What is the bcrypt cost factor?

The cost factor, or work factor, sets the number of internal key-schedule rounds bcrypt runs as 2 to the power of the cost. A cost of 12 means 2^12 = 4096 rounds, so it controls how slow and therefore how brute-force-resistant the hash is.

Why does each +1 double the time?

Because the round count is 2^cost, raising the cost by one doubles the number of rounds and so roughly doubles the time. That exact doubling is why the tool can extrapolate every cost from a single measurement.

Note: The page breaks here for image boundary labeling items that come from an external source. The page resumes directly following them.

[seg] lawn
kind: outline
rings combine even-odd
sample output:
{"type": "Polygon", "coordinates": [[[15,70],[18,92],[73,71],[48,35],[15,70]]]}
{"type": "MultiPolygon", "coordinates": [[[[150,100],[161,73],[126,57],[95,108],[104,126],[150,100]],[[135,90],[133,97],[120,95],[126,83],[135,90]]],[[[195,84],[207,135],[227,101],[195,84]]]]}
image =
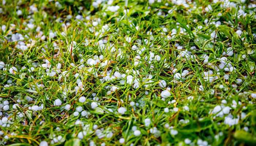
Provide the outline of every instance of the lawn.
{"type": "Polygon", "coordinates": [[[0,145],[256,145],[256,12],[0,0],[0,145]]]}

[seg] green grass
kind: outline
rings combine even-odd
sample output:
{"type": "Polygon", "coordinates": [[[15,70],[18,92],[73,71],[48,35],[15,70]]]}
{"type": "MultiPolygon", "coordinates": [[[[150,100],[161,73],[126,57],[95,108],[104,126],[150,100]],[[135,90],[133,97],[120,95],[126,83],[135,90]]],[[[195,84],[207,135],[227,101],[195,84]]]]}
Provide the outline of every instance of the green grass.
{"type": "Polygon", "coordinates": [[[0,69],[0,69],[0,145],[38,145],[43,141],[49,145],[92,145],[93,142],[95,145],[197,145],[200,139],[212,146],[256,144],[255,2],[230,1],[225,7],[221,1],[188,1],[187,7],[165,0],[152,4],[128,0],[127,5],[125,1],[114,0],[95,8],[93,1],[57,1],[7,0],[0,4],[0,62],[5,64],[0,64],[0,69]],[[208,5],[212,10],[207,12],[208,5]],[[31,11],[31,5],[37,11],[31,11]],[[112,12],[108,10],[110,5],[120,8],[112,12]],[[22,12],[19,15],[18,10],[22,12]],[[241,10],[246,14],[240,15],[241,10]],[[78,15],[83,19],[76,18],[78,15]],[[221,24],[215,25],[218,21],[221,24]],[[94,26],[96,21],[98,24],[94,26]],[[28,28],[30,23],[32,29],[28,28]],[[103,31],[103,27],[108,28],[103,31]],[[52,32],[55,33],[53,38],[52,32]],[[13,41],[12,35],[16,33],[23,38],[13,41]],[[41,39],[43,35],[45,39],[41,39]],[[103,49],[99,46],[102,41],[105,42],[103,49]],[[19,47],[22,42],[26,50],[19,47]],[[233,54],[223,54],[230,47],[233,54]],[[99,62],[88,64],[89,59],[101,55],[99,62]],[[223,57],[233,71],[220,68],[223,57]],[[44,64],[45,60],[48,64],[44,64]],[[17,68],[14,73],[9,71],[12,67],[17,68]],[[31,67],[34,70],[30,72],[31,67]],[[185,76],[174,77],[185,70],[185,76]],[[211,74],[207,72],[210,70],[211,74]],[[102,81],[115,72],[124,77],[102,81]],[[131,85],[127,81],[128,75],[134,77],[131,85]],[[78,78],[83,90],[77,87],[78,78]],[[166,87],[159,85],[161,80],[166,87]],[[135,80],[139,83],[138,88],[135,80]],[[37,87],[41,84],[43,87],[37,87]],[[116,91],[111,91],[113,86],[116,91]],[[166,89],[170,95],[162,98],[166,89]],[[82,96],[83,103],[79,100],[82,96]],[[61,105],[54,105],[57,99],[61,105]],[[4,110],[6,100],[10,109],[4,110]],[[93,102],[98,107],[93,109],[93,102]],[[14,108],[14,104],[19,106],[14,108]],[[69,110],[64,108],[67,104],[69,110]],[[35,105],[43,108],[34,111],[31,108],[35,105]],[[220,105],[229,107],[229,112],[221,115],[222,111],[213,111],[220,105]],[[75,116],[79,106],[88,115],[80,112],[75,116]],[[189,110],[184,110],[186,106],[189,110]],[[127,109],[124,114],[118,112],[121,107],[127,109]],[[233,121],[228,117],[238,122],[228,124],[233,121]],[[2,123],[4,117],[8,124],[2,123]],[[146,119],[151,121],[148,126],[146,119]],[[134,134],[134,126],[139,136],[134,134]],[[79,139],[82,131],[84,135],[79,139]],[[61,139],[53,142],[59,136],[61,139]],[[185,143],[189,141],[186,138],[189,144],[185,143]]]}

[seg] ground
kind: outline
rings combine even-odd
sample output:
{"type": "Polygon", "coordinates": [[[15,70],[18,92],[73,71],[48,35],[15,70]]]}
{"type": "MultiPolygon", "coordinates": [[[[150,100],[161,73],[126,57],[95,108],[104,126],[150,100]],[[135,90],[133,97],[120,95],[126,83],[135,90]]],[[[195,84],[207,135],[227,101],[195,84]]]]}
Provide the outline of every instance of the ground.
{"type": "Polygon", "coordinates": [[[256,145],[255,1],[0,2],[0,145],[256,145]]]}

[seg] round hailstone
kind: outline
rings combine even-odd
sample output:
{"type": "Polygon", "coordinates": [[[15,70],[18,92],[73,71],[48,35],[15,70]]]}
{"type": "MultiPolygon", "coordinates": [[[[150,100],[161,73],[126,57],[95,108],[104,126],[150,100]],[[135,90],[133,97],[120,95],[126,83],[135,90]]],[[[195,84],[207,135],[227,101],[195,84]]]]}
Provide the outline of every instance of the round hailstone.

What cost factor should I use?

Pick the highest cost that keeps a single hash around 250 to 500 ms on your production server. That is slow enough to frustrate offline cracking yet fast enough to avoid login delays. Re-evaluate as hardware improves.

Why benchmark PBKDF2 instead of real bcrypt?

Browsers cannot run bcrypt without an external library, so the tool times a Web Crypto PBKDF2 derivation as a device-speed proxy and calibrates it against published bcrypt timings. The doubling relationship between cost factors is exact regardless.

Are the numbers exact?

Treat absolute times as calibrated guidance, not a guarantee. Real bcrypt timing depends on the implementation and CPU, so confirm with your server's own bcrypt benchmark before locking in a production cost.

bcrypt Cost Factor Estimator

bcrypt’s cost factor (also called the work factor or rounds) is the single knob that decides how slow password hashing is — and slowness is the whole point, because it throttles attackers running offline brute-force. This estimator benchmarks your device live and projects the hashing time for every cost factor so you can choose a defensible value.

How it works

The cost factor is logarithmic: bcrypt runs 2^cost iterations of its Eksblowfish key schedule. So:

Cost 10 → 1,024 rounds
Cost 12 → 4,096 rounds
Cost 14 → 16,384 rounds

Each +1 to the cost doubles the rounds and therefore roughly doubles the time. Given the time at any one cost, every other cost is time × 2^(target − measured) — an exact relationship.

Because browsers cannot run real bcrypt without an external library, the tool measures your device’s speed with a real Web Crypto PBKDF2-HMAC-SHA256 derivation (a fair proxy for heavy key derivation on your CPU), then calibrates that against published bcrypt timings to produce realistic absolute estimates.

Tips

Aim for roughly 250–500 ms per hash on your production hardware: slow enough to make offline cracking expensive, fast enough that logins feel instant and an attacker cannot trivially exhaust your CPU with spammed login attempts. Servers are usually faster than the browser, so re-run a true bcrypt benchmark on the server and bump the cost up over time as hardware gets faster.